Still, officials at the helm of the search for the missing plane say they’re not giving up just yet.

"We have now had a number of very credible leads, and there is increasing hope -- no more than hope, no more than hope -- that we might be on the road to discovering what did happen to this ill-fated aircraft," Australian Prime Minister Tony Abbott said at a press conference.

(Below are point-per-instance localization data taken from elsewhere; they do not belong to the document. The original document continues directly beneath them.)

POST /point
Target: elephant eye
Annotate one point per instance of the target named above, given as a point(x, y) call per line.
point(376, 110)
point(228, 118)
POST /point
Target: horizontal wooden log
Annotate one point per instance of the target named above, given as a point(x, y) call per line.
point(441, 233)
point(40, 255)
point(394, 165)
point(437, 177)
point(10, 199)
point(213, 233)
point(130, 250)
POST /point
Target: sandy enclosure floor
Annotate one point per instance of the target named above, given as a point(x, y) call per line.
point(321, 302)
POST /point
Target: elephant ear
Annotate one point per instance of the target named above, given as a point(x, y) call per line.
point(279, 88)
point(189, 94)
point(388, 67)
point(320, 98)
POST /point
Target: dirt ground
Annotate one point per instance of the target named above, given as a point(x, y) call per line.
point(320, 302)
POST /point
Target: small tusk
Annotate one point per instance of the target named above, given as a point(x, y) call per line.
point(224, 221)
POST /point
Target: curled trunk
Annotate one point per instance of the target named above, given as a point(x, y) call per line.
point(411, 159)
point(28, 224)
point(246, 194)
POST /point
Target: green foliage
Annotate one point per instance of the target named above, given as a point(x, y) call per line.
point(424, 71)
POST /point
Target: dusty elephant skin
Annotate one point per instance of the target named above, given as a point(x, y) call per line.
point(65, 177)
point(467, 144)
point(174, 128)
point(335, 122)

But relatives of those who were onboard flight 370 aren’t so enthusiastic and are growing increasingly incensed at the lack of answers they’re getting from the Chinese and Malaysian governments. The Sydney Morning Herald reports that police were forced to intervene on Saturday after relatives, many of whom have been camping out at a hotel conference room in Beijing, confronted a Malaysian official during a morning briefing.

"The Malaysian government is deceiving us," one relative yelled. "They don't dare to face us. The Malaysian government are the biggest murderers."

Investigators have several theories about what could have happened to Flight 370, including a hijack or even pilot suicide. But until they can locate the aircraft, they won’t know for sure.